Summer tree-planting jobs that helped put thousands of Canadian students through school for decades are declining because of a slack U.S. housing market and pine beetle damage to West Coast forests.
That means fewer jobs for students this summer and lower pay for those who do manage to find work among the mosquitoes, pine and spruce. While economists predict a recovery in the overall summer job market this year, tree planters will feel the pinch in shorter contracts, lower prices, and fewer jobs. Ben Hendry, a 22-year-old Ottawa resident, travels to British Columbia every spring to plant trees.
“It’s always been a quick way to pay for stuff and save some money,” Hendry said.
This year, though, he’s not sure how much work he’ll find.
Companies in British Columbia intend to plant only 170 million seedlings this year, down 100 million from 2007, according to estimates by the Western Silviculture Contractors’ Association. Ontario expects to plant 50 million, down from 75 million last year.
Fewer trees mean fewer jobs.
Brinkman and Associates, a company that runs contracts in Ontario and B.C., said it will hire just two thirds of its regular seasonal workforce this year because of the downturn.
“Tree planting is the kind of business where you always need to bring in new people,” Brinkman’s John Lawrence said. “But the people at the core of the profession are really finding it difficult.”

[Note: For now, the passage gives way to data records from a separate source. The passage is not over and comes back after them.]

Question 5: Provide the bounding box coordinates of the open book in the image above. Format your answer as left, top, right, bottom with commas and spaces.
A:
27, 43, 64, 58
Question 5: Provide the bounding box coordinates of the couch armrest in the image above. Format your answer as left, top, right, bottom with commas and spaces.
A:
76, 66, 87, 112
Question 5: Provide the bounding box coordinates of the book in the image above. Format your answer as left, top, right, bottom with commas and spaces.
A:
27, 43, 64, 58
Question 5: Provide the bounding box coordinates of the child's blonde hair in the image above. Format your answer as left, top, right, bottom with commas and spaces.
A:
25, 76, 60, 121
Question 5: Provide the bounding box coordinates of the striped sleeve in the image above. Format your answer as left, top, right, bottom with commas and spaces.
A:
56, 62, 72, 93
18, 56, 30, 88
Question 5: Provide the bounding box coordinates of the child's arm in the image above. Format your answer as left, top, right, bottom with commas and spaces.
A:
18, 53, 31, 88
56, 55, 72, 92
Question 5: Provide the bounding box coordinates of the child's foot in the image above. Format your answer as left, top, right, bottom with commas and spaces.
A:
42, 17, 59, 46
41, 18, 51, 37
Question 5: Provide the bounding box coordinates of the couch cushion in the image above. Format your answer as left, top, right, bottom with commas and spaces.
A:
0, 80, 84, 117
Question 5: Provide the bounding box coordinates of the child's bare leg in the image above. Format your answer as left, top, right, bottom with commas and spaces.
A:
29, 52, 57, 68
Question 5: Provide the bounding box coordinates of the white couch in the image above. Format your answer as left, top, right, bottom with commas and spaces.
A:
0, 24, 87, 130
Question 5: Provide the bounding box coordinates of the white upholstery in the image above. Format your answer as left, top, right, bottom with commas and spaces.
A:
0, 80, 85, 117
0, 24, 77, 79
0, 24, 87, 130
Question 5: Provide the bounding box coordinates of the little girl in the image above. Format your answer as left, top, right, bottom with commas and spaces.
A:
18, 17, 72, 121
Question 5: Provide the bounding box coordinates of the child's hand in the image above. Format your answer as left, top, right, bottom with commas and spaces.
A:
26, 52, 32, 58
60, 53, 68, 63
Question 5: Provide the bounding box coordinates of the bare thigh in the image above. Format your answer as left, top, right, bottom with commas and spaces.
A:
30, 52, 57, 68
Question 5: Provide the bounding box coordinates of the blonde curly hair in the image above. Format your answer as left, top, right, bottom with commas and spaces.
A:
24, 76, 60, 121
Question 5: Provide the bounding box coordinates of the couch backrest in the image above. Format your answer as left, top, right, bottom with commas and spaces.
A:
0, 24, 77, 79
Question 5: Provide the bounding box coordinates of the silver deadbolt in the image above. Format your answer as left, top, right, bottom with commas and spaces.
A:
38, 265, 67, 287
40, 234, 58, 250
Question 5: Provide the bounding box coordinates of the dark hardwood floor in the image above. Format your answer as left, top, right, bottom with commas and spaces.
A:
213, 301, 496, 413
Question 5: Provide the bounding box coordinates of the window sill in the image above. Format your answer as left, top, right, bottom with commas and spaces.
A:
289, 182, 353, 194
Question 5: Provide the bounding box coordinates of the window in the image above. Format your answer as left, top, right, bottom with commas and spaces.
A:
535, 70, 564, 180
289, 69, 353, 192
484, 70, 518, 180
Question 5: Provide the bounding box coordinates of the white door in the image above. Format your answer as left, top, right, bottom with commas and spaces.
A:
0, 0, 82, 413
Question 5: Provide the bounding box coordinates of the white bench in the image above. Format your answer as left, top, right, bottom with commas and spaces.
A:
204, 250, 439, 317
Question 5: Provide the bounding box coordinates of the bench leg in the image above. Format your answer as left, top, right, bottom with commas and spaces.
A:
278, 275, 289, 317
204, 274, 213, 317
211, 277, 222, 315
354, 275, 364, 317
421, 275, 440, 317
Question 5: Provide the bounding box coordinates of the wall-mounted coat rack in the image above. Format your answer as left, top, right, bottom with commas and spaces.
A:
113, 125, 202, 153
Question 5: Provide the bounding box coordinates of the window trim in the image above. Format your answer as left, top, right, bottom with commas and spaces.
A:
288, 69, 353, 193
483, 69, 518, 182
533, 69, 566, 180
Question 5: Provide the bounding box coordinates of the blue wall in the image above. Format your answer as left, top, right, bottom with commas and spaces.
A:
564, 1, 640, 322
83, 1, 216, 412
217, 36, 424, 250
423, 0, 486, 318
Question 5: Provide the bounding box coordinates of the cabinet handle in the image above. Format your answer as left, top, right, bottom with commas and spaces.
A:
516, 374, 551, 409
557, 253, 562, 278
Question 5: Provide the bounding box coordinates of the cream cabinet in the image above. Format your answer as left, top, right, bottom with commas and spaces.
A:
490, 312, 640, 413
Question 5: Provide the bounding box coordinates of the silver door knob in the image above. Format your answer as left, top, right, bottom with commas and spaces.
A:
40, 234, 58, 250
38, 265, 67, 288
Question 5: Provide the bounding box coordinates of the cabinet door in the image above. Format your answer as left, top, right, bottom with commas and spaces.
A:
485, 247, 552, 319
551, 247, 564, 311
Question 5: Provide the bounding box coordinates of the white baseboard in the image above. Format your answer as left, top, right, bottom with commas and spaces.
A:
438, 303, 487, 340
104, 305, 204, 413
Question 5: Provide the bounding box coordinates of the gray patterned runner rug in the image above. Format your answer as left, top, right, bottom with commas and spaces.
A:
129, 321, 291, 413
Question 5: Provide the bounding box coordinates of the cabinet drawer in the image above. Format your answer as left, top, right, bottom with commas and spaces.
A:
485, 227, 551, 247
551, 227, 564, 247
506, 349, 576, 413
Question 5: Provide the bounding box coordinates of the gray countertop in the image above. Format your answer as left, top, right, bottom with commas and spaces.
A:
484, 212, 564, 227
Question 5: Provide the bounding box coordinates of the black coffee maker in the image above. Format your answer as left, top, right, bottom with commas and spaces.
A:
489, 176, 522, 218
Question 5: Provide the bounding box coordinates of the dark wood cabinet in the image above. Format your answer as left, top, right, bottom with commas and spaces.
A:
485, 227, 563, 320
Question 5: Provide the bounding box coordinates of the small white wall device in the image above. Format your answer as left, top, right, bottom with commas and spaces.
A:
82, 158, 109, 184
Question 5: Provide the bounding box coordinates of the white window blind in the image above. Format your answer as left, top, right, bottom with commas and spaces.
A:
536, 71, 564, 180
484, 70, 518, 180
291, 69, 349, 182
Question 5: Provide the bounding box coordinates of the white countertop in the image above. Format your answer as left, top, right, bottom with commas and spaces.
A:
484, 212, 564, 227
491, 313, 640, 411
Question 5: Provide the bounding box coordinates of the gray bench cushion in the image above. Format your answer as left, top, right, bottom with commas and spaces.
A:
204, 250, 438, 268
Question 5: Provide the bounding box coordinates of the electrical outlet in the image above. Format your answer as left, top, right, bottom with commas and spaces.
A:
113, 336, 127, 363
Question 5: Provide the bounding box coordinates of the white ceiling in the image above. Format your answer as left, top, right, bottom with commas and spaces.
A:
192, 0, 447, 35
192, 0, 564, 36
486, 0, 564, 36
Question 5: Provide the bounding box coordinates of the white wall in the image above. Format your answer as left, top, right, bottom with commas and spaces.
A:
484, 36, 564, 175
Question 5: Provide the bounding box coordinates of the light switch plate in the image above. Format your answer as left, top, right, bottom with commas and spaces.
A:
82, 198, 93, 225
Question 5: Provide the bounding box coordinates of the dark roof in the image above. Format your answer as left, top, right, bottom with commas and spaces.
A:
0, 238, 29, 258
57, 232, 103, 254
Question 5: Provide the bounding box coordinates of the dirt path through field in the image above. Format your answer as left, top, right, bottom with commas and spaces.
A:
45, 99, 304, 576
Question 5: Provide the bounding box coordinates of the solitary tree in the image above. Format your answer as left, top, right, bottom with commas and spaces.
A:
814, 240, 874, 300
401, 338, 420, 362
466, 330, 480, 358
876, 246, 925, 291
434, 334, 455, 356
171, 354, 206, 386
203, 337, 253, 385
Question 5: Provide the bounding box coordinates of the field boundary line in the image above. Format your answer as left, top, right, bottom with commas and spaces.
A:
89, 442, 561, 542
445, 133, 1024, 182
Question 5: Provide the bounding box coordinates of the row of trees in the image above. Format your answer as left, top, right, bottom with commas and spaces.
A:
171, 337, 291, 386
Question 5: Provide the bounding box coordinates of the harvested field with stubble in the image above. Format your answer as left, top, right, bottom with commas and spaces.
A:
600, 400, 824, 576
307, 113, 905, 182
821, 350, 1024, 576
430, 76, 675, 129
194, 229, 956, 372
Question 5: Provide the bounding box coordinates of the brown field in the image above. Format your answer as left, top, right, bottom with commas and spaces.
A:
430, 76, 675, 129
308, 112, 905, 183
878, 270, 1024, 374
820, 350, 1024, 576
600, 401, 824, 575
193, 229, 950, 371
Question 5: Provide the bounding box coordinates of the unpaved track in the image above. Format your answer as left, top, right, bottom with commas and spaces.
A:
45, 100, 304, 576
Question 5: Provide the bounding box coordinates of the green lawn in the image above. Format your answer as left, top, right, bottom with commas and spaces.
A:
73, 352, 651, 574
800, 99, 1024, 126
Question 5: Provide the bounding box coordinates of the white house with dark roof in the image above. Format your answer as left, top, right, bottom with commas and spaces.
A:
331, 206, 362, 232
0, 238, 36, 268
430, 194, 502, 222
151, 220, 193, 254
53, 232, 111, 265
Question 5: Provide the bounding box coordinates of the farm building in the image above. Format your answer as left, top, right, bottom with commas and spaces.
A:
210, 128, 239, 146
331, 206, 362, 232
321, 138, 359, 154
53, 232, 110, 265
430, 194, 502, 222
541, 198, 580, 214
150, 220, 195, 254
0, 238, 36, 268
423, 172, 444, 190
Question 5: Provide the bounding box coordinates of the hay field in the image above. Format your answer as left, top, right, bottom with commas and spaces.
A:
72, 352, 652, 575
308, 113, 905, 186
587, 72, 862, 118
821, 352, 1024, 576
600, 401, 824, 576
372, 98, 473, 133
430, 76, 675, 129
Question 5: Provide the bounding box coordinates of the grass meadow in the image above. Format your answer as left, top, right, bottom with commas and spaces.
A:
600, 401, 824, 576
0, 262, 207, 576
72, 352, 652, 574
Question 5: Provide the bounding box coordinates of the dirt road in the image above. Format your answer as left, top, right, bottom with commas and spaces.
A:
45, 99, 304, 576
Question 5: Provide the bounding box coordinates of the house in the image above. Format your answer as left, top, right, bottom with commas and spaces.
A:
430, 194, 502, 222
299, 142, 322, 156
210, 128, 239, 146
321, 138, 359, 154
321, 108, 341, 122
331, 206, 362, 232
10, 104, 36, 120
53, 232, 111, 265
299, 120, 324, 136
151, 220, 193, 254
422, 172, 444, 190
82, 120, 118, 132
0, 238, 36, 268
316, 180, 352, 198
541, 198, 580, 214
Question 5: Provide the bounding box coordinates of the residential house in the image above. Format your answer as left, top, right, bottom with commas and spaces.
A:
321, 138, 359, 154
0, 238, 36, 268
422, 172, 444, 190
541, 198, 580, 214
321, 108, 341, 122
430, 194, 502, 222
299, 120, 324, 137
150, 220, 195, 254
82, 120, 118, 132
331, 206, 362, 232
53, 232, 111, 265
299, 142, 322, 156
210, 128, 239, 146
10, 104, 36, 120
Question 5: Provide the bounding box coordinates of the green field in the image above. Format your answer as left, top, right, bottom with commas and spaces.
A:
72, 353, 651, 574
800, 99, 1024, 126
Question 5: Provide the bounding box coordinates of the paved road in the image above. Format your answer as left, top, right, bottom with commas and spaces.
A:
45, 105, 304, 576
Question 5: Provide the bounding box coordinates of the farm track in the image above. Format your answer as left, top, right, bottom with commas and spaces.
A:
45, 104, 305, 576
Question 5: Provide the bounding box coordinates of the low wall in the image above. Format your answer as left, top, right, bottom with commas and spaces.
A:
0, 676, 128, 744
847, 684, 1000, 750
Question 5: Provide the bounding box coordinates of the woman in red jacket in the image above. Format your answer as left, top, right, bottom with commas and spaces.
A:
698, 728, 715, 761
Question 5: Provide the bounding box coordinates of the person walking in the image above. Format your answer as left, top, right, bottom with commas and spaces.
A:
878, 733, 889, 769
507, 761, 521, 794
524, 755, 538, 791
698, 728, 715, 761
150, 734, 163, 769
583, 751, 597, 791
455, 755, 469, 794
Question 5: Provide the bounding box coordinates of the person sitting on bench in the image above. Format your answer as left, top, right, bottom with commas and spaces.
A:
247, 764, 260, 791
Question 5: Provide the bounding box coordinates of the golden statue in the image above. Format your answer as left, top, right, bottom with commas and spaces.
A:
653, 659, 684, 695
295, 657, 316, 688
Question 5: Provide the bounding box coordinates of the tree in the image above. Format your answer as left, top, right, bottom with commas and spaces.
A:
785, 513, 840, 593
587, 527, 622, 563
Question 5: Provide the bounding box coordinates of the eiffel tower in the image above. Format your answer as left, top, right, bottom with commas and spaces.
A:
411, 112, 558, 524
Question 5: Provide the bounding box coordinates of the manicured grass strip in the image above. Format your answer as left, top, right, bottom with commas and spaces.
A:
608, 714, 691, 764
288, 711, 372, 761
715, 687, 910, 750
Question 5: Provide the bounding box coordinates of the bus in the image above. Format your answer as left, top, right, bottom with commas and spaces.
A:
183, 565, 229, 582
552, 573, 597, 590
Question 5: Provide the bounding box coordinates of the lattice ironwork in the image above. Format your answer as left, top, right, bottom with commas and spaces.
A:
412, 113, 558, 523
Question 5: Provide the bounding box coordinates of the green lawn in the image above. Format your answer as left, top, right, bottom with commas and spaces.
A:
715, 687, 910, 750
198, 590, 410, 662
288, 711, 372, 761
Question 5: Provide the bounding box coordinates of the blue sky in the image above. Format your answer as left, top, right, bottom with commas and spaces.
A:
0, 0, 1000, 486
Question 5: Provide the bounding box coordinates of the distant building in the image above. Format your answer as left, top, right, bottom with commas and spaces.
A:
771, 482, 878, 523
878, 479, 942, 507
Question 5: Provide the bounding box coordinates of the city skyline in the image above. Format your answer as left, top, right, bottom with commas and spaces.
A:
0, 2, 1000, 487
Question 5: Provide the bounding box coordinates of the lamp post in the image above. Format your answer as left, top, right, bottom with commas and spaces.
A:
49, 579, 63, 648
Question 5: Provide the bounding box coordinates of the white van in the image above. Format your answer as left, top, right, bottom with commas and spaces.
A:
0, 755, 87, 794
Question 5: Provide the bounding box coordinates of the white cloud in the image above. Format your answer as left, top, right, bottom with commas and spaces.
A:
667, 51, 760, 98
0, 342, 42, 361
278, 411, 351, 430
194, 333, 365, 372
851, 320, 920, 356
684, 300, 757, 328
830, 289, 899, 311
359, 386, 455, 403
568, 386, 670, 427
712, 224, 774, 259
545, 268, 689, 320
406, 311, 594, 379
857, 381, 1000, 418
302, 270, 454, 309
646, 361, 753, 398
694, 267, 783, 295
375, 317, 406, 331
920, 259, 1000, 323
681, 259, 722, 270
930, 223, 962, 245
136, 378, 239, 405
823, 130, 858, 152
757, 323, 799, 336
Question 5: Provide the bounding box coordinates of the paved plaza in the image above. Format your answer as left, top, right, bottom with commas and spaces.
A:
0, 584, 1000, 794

The work has a steep learning curve, and many planters don’t make much money until their second or third season. After that, a skilled worker can earn as much as $10,000 in two months.
The industry peaked in 2007 when Canada was supplying lumber for the overheated U.S. housing market. Since the real estate collapse south of the border, Canadian forest companies have cut fewer trees, resulting in fewer contracts for reforestation.
The industry was further damaged by the devastation to West Coast forests caused by the mountain pine beetle, said John Betts, director of the Western Silviculture Contractors’ Association.
“We’re not going to see a real quick recovery,” Betts said. “You have to grow seedlings before planting, so it will be at least two years after this, more than likely, that things are not looking great for us.”
With prospects like that, Hendry isn’t sure the job is a good investment for first-time tree planters.
“There’s definitely going to be a point where it’s not worth it for people to come who are new,” Hendry said.